Vous avez Antonenko. Ce soir, je pense, vous aurez une très belle distribution. Ca a été
compliqué à monter, mais en même temps, j'avais décidé de donner que du Wagner et
du Verdi pendant toute l'année. L'ensemble de la saison a été construit avec huit productions
de Verdi. Demain, vous verrez Brin Terfel et Falstaff... vous avez bien fait de venir.

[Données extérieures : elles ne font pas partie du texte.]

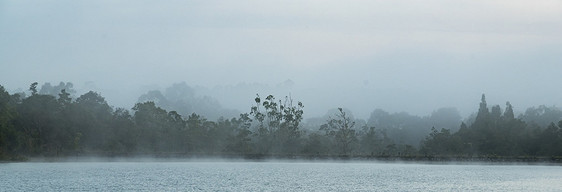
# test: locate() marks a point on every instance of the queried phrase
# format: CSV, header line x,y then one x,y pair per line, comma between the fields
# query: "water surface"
x,y
275,176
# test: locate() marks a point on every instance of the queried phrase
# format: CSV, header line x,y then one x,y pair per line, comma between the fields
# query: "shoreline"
x,y
163,157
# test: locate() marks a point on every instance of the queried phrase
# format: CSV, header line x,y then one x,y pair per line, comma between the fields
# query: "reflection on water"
x,y
275,176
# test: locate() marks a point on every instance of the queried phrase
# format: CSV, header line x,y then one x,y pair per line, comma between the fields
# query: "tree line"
x,y
54,124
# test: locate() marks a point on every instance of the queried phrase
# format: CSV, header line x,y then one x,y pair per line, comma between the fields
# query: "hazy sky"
x,y
413,56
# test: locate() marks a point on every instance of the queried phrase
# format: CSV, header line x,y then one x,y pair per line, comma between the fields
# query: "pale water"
x,y
275,176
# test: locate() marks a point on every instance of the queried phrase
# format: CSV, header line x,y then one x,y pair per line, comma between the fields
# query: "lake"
x,y
276,176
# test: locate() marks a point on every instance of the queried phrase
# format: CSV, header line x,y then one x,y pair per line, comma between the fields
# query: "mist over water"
x,y
275,176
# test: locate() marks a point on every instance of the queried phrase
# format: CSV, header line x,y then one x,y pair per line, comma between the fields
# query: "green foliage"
x,y
48,124
342,131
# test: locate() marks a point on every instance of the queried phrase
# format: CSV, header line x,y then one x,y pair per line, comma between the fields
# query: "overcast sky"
x,y
413,56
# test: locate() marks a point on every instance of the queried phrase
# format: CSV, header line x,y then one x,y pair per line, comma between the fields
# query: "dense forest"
x,y
51,122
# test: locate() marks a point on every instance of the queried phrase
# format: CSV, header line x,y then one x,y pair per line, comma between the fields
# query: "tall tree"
x,y
342,131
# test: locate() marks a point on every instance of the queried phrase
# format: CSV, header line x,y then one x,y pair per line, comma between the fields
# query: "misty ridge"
x,y
53,121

Sur le plan musical, il y a aussi un Macbeth dirigé par Valery Gergieff, qui sera sans
doute aussi un moment important.
Oui, là aussi, aujourd'hui pour trouver et distribuer pour la Scala de Milan, une Lady
Macbeth, c'est la chose la plus difficile. C'est ça le rapport : l'histoire de ce théâtre
est très forte, les grands chanteurs, les grands chefs d'orchestre, qui ont jalonnés
l'histoire du XXe siècle, vous les connaissez... nous sommes dans un pays où l'art en général
repose beaucoup sur le passé et la nostalgie. C'est un sentiment aussi tout à fait respectable,
simplement, ce passage entre le passé et le présent est toujours compliqué quand
on essaie de réfléchir pour le futur. Essayer de porter un théâtre comme la Scala vers
le XXIe siècle, on est très contraint même au niveau de l'interprétation musicale.
Par exemple, ici, on ne joue pas une note de baroque dans ce pays. Moi, quand j'ai fait
venir William Christie ici pour les Indes Galantes en version concert pour une soirée,
alors qu'on est complet toute l'année, il y avait une demi salle. Quand j'ai dit que
voulais faire un cycle Monteverdi, on m'a regardé comme ça.

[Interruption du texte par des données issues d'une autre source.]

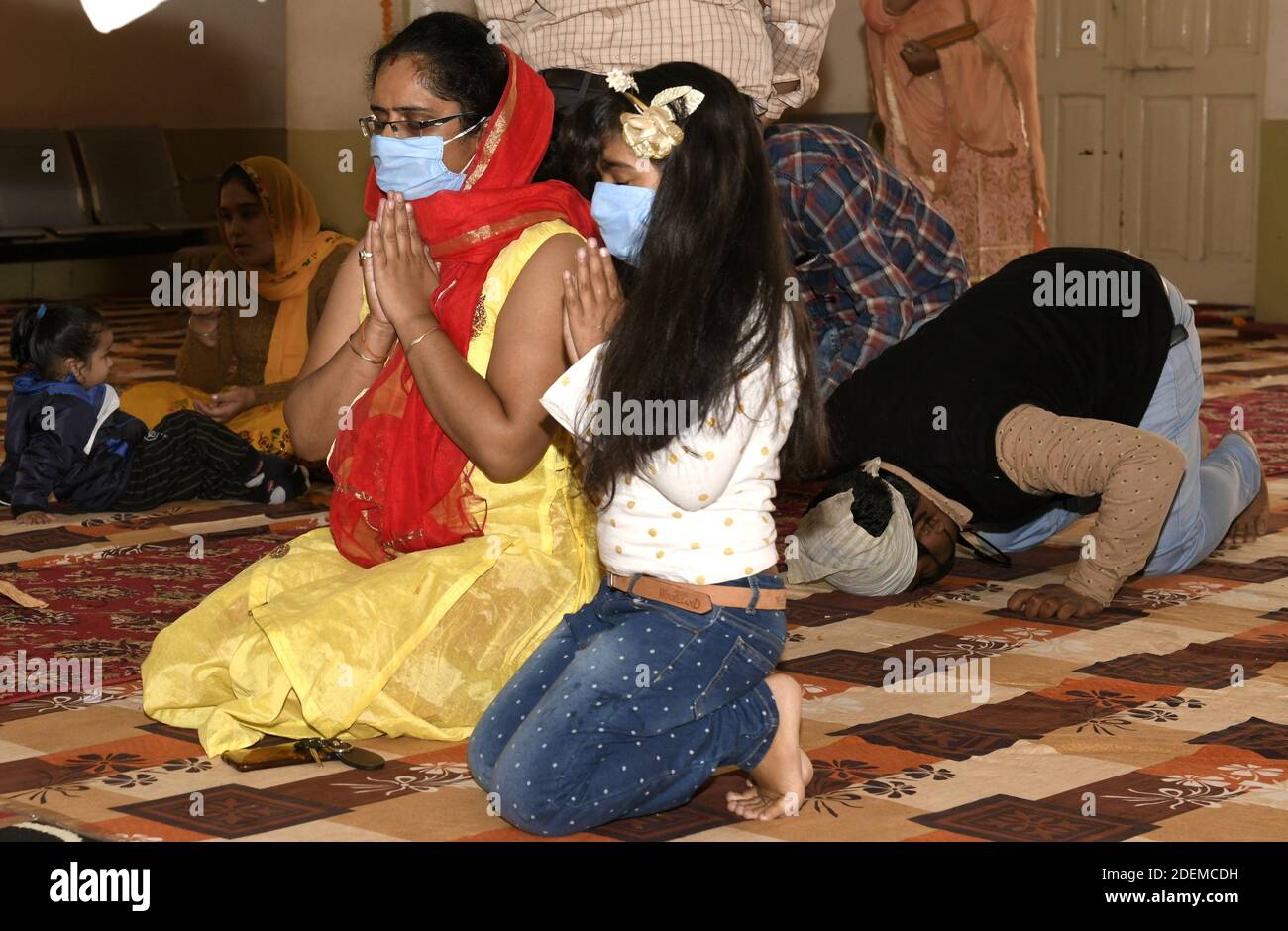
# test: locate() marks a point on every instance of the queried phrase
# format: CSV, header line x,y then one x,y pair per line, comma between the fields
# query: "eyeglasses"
x,y
370,125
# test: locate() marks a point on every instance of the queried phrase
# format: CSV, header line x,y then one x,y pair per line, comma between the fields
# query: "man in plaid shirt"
x,y
872,257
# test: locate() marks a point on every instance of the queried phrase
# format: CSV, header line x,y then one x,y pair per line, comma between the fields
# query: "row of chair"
x,y
106,181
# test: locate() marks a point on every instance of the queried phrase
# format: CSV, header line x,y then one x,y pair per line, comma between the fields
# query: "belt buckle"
x,y
679,596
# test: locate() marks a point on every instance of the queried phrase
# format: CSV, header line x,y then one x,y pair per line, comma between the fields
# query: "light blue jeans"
x,y
1215,489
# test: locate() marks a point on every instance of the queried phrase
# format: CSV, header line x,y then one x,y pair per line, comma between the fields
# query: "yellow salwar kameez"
x,y
307,259
304,643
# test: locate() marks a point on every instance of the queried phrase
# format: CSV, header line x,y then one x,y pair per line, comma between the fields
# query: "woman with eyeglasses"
x,y
456,535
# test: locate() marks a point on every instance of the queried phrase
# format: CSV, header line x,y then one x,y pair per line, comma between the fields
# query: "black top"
x,y
65,439
931,403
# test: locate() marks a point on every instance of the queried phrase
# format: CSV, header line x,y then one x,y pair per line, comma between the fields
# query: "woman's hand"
x,y
591,301
228,403
402,273
919,58
1054,603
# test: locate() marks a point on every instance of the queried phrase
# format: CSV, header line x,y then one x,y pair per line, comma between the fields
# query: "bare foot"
x,y
1254,519
777,785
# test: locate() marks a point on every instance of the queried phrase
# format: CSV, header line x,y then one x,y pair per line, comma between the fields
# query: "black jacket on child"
x,y
65,439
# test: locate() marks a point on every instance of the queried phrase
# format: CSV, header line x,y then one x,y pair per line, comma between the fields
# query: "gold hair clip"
x,y
652,132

Pourquoi Monte sans verdi ?
Exactement ! Il faut bien comprendre, on est dans un pays qui a inventé l'opéra.
Pour faire un saut entre cette carrière que vous faites à la Scala et celle que vous
allez faire à Paris, il y a toujours la nécessité de reprendre pour des questions économiques,
des productions qui ne sont pas nécessairement des productions que vous avez voulues. Je
pense par exemple il y a quelques années vous avez repris l'Aida mise en scène par
Franco Zeffirelli, je ne suis pas sûr que ce soit une idée qui vous ait comblé d'aise.

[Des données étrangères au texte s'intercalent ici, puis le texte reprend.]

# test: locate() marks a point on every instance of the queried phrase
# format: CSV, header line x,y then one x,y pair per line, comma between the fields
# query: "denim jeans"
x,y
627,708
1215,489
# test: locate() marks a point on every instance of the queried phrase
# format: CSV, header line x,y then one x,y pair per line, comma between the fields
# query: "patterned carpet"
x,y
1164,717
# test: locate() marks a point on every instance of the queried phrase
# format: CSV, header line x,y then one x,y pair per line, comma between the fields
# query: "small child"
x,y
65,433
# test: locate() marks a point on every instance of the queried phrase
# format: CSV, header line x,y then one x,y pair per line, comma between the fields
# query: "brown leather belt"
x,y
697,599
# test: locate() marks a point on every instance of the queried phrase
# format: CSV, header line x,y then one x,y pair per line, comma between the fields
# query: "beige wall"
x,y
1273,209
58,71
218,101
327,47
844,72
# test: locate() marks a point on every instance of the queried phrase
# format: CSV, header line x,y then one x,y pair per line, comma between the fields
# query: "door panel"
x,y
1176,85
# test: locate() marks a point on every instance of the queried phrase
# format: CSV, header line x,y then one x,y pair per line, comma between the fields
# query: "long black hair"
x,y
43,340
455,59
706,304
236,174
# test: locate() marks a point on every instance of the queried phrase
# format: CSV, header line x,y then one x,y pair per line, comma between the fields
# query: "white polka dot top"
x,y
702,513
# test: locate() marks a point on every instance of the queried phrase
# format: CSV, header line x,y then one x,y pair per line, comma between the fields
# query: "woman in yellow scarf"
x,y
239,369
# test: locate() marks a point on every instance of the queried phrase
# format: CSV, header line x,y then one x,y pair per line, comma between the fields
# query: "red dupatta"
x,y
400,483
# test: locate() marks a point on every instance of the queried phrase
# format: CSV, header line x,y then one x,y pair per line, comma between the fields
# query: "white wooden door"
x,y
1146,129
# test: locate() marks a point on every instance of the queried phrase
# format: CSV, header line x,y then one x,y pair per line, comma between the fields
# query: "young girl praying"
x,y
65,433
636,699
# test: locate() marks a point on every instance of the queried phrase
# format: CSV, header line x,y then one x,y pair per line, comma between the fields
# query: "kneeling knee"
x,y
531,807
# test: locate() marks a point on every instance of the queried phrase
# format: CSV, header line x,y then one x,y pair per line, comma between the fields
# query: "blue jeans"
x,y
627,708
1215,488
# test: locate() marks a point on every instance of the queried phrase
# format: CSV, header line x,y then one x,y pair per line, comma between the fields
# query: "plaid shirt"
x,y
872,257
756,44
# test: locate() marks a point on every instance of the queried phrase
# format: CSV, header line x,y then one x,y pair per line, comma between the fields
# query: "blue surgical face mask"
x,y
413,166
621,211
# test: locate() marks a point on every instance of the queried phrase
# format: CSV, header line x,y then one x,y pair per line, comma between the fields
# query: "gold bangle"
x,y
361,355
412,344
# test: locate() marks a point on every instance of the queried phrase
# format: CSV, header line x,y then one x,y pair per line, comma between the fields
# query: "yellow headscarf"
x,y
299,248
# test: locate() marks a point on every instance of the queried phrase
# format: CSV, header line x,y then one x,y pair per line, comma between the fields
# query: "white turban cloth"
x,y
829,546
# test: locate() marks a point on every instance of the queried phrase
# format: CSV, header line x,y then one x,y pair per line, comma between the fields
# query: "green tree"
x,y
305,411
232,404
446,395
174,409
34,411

Mais il fallait reprendre cette production.
Non, j'ai fait pire, si vous voulez le dire avec humour. Quand je suis arrivé en 2005,
le théâtre était complétement éclaté. Le surintendant avait été mis à la porte,
dans un conflit énorme, Riccardo Muti avait quitté le théâtre, donc la maison était
dans une situation schizophrénique assez complexe. L'objectif numéro 1, pour moi,
c'était de réunir tout le monde et d'essayer de remettre en mouvement toutes les masses
artistiques, l'administration, les salariés, les remettre ensemble. Il faut que les gens
soient convaincus par ce que vous faites et qu'ils soient prêts à vous suivre. Donc
l'idée que j'ai eue, ça a été de demander à Zeffirelli qui représentait une partie
très importante de l'histoire de l'opéra depuis la guerre... j'ai pensé que c'était
juste de lui demander de m'aider à réunir l'ensemble de la Scala pour faire
une Aïda un 7 décembre. Je sais que mes confrères ont gaussé, mais ça ne me gène
pas beaucoup. Mais je crois que c'était très important pour moi, parce que je voulais essayer
de redonner à cette maison, non pas son identité car elle n'était pas perdue, de lui redonner
du coeur à l'ouvrage.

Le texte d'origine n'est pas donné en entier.